Chemists unlock the potential of fluoroalkenes

One of the strongest chemical bonds in organic chemistry is formed between carbon and fluorine, giving unique properties to chemical compounds featuring this group. Pharmaceutical researchers are very interested in carbon-fluorine bond containing molecules because of the way they mimic certain behaviors of biological compounds. However, the strength of the carbon-fluorine bond makes it difficult to remove and replace fluorine atoms in a molecule, greatly limiting the structures and types of chemicals that can be made.

Now, a team of Japanese scientists from Osaka University, in collaboration with the RIKEN Center for Life Science Technologies and Tokyo Medical and Dental University has developed a new way of extending the chemistry of fluoroalkene molecules, granting access to a new range of fluoroalkenes for pharmaceuticals and other applications. They recently reported their findings in the Journal of the American Chemical Society.

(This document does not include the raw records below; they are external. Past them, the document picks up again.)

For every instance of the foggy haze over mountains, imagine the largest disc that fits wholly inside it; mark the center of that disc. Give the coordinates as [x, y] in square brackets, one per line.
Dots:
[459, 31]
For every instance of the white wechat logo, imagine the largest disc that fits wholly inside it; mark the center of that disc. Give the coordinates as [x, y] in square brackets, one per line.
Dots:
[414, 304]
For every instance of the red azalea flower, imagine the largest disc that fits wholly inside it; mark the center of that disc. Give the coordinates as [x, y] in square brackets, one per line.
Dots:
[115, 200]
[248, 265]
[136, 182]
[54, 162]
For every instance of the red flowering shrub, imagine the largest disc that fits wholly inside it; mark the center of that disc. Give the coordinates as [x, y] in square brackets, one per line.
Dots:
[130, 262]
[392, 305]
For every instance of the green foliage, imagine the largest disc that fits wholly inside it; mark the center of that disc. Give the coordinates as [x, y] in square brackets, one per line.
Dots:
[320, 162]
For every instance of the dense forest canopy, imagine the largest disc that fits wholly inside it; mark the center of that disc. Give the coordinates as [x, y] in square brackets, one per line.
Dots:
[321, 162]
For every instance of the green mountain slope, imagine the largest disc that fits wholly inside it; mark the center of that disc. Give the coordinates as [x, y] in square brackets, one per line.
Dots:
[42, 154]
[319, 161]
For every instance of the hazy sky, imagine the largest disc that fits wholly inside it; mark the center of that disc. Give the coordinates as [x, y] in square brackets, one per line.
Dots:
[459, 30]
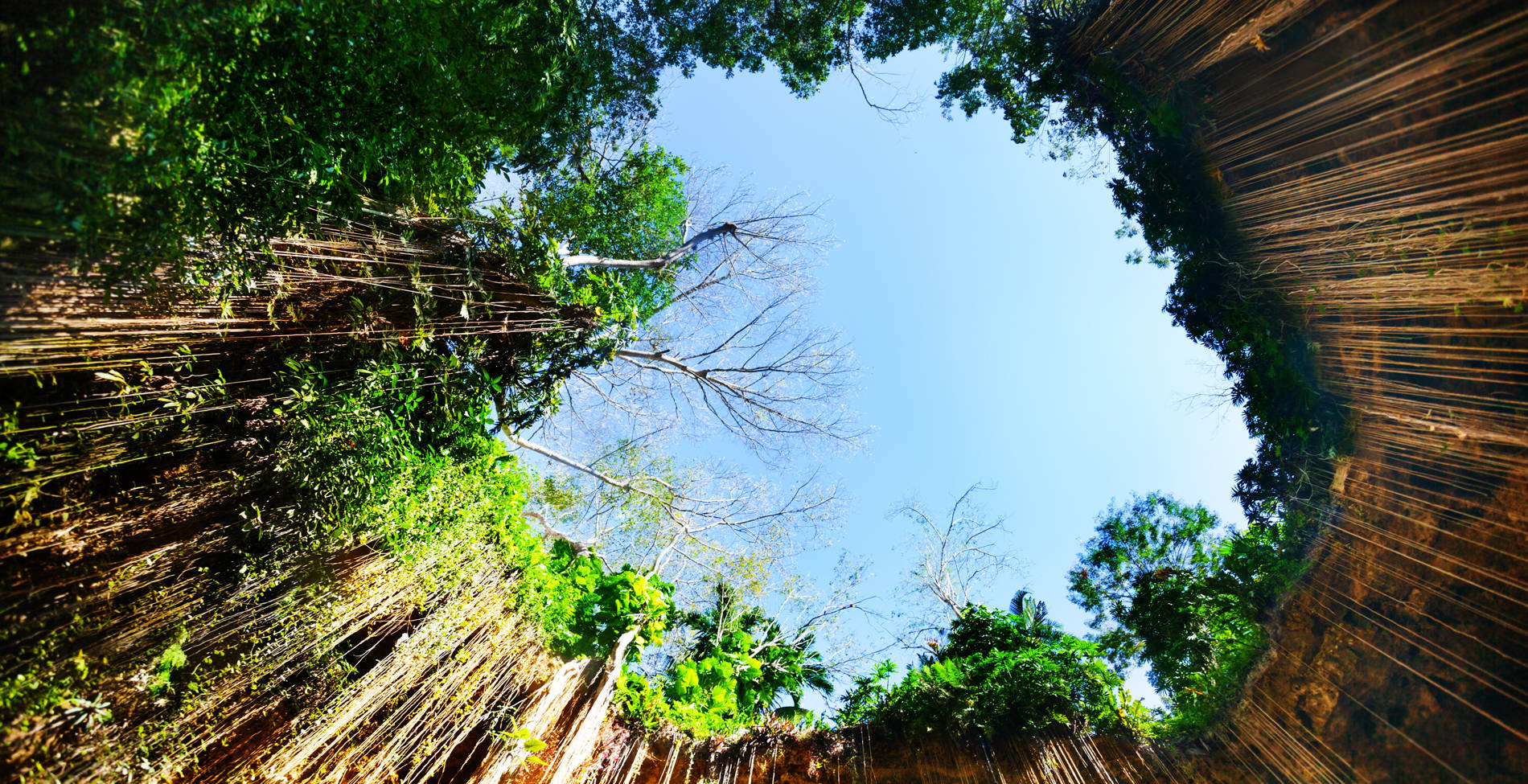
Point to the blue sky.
(1001, 335)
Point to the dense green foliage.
(1169, 590)
(733, 671)
(141, 127)
(1000, 673)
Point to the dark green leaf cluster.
(1018, 61)
(139, 129)
(733, 671)
(1000, 673)
(1173, 592)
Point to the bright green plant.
(1001, 673)
(1169, 590)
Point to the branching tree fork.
(733, 351)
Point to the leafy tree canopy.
(1169, 590)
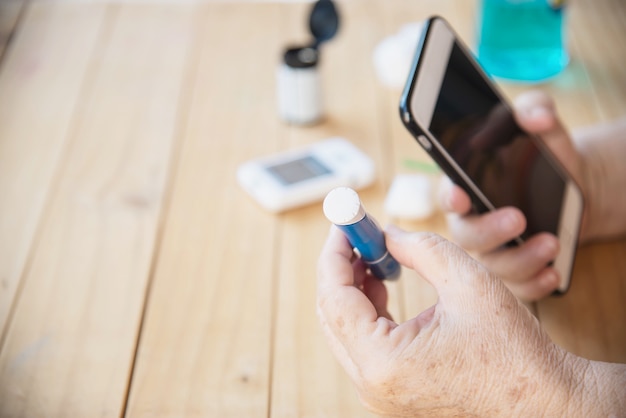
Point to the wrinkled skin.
(478, 351)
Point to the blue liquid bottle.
(522, 40)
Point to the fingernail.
(509, 222)
(550, 280)
(549, 247)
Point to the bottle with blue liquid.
(522, 40)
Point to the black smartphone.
(457, 114)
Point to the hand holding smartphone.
(456, 113)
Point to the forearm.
(599, 390)
(603, 150)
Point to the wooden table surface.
(137, 279)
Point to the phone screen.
(298, 170)
(481, 135)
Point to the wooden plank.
(597, 294)
(307, 380)
(40, 80)
(205, 348)
(70, 344)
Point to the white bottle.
(298, 86)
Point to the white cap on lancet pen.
(342, 206)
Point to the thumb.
(458, 278)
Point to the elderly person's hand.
(477, 352)
(594, 158)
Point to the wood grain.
(71, 341)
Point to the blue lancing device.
(342, 206)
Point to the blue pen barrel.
(367, 238)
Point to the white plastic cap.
(342, 206)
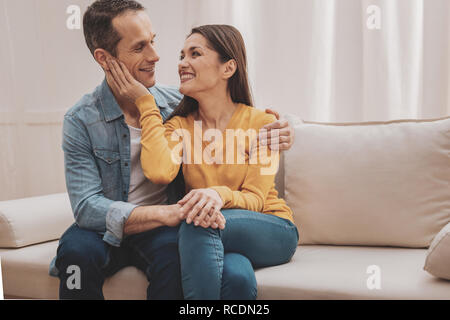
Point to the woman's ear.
(100, 55)
(230, 69)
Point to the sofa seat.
(315, 272)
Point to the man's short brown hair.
(99, 31)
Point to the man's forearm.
(144, 218)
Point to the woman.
(231, 172)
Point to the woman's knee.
(190, 236)
(239, 282)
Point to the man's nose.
(152, 55)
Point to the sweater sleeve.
(161, 151)
(259, 179)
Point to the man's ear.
(230, 69)
(100, 55)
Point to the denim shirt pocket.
(109, 165)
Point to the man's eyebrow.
(192, 49)
(143, 42)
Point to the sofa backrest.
(375, 183)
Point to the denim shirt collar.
(111, 108)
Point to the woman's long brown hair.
(227, 41)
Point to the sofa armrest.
(34, 220)
(437, 262)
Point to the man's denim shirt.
(96, 144)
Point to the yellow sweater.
(242, 172)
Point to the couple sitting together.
(178, 185)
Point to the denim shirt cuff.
(116, 217)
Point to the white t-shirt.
(142, 191)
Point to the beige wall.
(45, 69)
(315, 59)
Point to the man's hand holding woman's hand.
(122, 82)
(202, 206)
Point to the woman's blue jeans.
(262, 239)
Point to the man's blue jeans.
(155, 252)
(264, 239)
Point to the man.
(121, 217)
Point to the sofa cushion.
(375, 183)
(315, 272)
(343, 272)
(25, 274)
(438, 257)
(33, 220)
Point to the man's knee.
(191, 236)
(82, 249)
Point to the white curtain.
(319, 59)
(316, 59)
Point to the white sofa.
(368, 199)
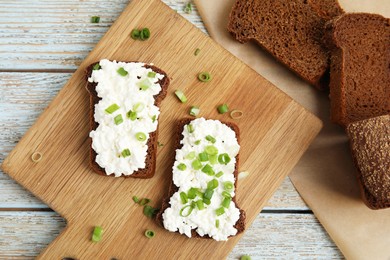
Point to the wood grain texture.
(272, 141)
(310, 243)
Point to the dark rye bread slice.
(240, 224)
(291, 30)
(150, 161)
(370, 146)
(360, 66)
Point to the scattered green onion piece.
(208, 194)
(204, 76)
(121, 71)
(135, 34)
(220, 211)
(144, 34)
(111, 109)
(97, 234)
(189, 211)
(140, 136)
(118, 119)
(183, 197)
(196, 164)
(192, 193)
(224, 158)
(222, 109)
(194, 111)
(219, 174)
(180, 95)
(203, 157)
(150, 211)
(211, 150)
(144, 85)
(151, 74)
(149, 233)
(228, 185)
(126, 152)
(182, 167)
(226, 202)
(210, 139)
(132, 115)
(95, 19)
(200, 204)
(96, 66)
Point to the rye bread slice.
(150, 161)
(360, 67)
(240, 224)
(290, 30)
(370, 147)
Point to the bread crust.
(150, 161)
(240, 224)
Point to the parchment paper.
(325, 176)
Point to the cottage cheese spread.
(205, 221)
(126, 114)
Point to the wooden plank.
(271, 236)
(272, 141)
(51, 35)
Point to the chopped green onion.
(212, 184)
(135, 199)
(208, 194)
(96, 66)
(182, 167)
(183, 197)
(180, 95)
(190, 156)
(211, 150)
(194, 111)
(220, 211)
(222, 109)
(226, 202)
(151, 74)
(135, 34)
(97, 234)
(150, 211)
(210, 139)
(224, 158)
(144, 201)
(132, 115)
(111, 109)
(144, 34)
(208, 170)
(144, 84)
(118, 119)
(200, 204)
(190, 128)
(192, 193)
(140, 136)
(219, 174)
(126, 152)
(149, 233)
(204, 76)
(203, 157)
(196, 164)
(121, 71)
(95, 19)
(189, 210)
(228, 185)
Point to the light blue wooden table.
(41, 43)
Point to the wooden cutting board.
(275, 131)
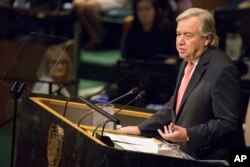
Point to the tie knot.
(189, 67)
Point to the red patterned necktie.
(184, 83)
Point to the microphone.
(101, 111)
(140, 95)
(132, 91)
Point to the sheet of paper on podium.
(135, 143)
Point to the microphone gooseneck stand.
(16, 91)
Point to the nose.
(180, 40)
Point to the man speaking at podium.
(203, 115)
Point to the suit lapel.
(196, 77)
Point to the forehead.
(191, 24)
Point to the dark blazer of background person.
(160, 40)
(207, 104)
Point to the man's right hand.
(133, 130)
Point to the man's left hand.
(174, 133)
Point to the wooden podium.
(47, 138)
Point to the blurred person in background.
(149, 36)
(55, 70)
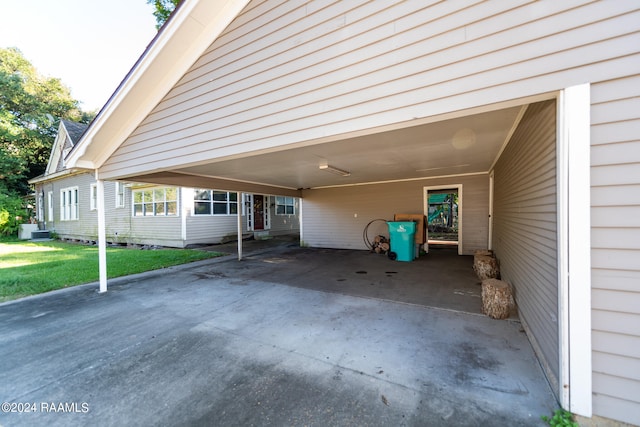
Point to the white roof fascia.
(189, 31)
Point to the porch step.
(40, 234)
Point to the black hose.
(365, 236)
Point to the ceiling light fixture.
(325, 166)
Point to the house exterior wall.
(615, 247)
(122, 227)
(336, 217)
(306, 70)
(525, 229)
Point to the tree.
(30, 107)
(163, 9)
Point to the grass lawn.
(28, 268)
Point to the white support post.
(102, 236)
(301, 222)
(240, 197)
(574, 248)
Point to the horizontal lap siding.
(213, 228)
(525, 227)
(286, 72)
(337, 217)
(615, 242)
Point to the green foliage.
(163, 9)
(30, 108)
(29, 268)
(12, 214)
(560, 418)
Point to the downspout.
(102, 235)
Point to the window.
(50, 205)
(94, 197)
(285, 205)
(214, 202)
(69, 204)
(155, 202)
(120, 195)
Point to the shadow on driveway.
(222, 342)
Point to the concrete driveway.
(222, 342)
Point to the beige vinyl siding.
(118, 221)
(337, 217)
(297, 71)
(615, 243)
(525, 228)
(85, 227)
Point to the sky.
(90, 45)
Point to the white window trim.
(165, 201)
(228, 203)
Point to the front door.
(258, 212)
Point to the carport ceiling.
(463, 145)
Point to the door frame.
(425, 206)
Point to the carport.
(187, 117)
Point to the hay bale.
(483, 252)
(497, 299)
(486, 267)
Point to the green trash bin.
(402, 234)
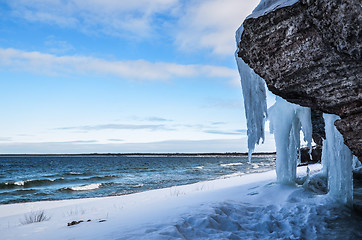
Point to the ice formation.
(286, 122)
(254, 100)
(337, 162)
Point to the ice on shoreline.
(246, 205)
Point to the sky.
(121, 76)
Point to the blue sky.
(121, 76)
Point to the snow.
(255, 105)
(248, 206)
(286, 122)
(337, 160)
(267, 6)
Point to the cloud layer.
(194, 25)
(44, 63)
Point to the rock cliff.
(310, 53)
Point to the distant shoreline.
(137, 154)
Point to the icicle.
(355, 162)
(338, 158)
(286, 122)
(254, 100)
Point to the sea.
(40, 178)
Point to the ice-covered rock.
(310, 54)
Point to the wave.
(199, 167)
(107, 177)
(29, 183)
(88, 187)
(231, 164)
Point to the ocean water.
(38, 178)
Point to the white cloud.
(211, 24)
(114, 17)
(43, 63)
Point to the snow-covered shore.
(240, 206)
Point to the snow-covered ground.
(249, 206)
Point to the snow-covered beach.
(248, 206)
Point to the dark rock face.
(310, 53)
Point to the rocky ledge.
(310, 53)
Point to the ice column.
(254, 94)
(337, 160)
(286, 122)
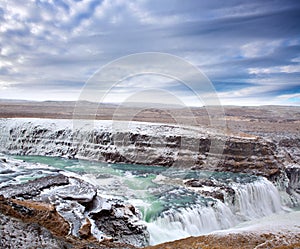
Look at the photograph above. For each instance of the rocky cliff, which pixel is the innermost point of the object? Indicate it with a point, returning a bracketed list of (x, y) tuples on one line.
[(143, 143)]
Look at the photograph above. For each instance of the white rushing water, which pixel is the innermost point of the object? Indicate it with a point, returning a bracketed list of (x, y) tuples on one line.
[(252, 200), (168, 216)]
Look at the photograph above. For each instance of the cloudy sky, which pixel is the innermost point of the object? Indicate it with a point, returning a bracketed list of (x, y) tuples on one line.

"It's easy to add fluorine groups to alkenes, but not so easy to change them later," first author Hironobu Sakaguchi says. "We previously showed that tetrafluoroethylene (TFE), one of the most important materials for the production of fluorine-containing polymers such as Teflon in the fluorine industry, could be transformed into trifluorovinyl compounds using transition-metal complexes, although the scope of those reactions was quite limited. Furthermore, it was hard for those reactions to be applicable to other fluoroalkenes than TFE. Now, we can use copper-catalyzed conditions which are applicable to versatile fluoroalkenes to replace fluorine atoms with boron, which opens up a huge range of potential target molecules and should boost the use of fluoroalkenes in pharmacological studies."

Alkenes are groups featuring a carbon double bond with four other groups or atoms attached. The researchers found a way to replace a single fluorine atom with an easily transformable boron-containing group in fluoroalkenes featuring multiple fluorine atoms. Using their new method, the researchers demonstrated the synthesis of a fluoroalkene compound designed to mimic the biologically active molecule atorvastatin.

"Chemists realize that organofluorine compounds offer many unique functionalities and properties that cannot be achieved without fluorine," coauthor Masato Ohashi says. "Our demonstration of a new robust way of making fluoroalkenes into more attractive building blocks should be very useful to chemists working with these compounds in the fields of pharmacology and materials science."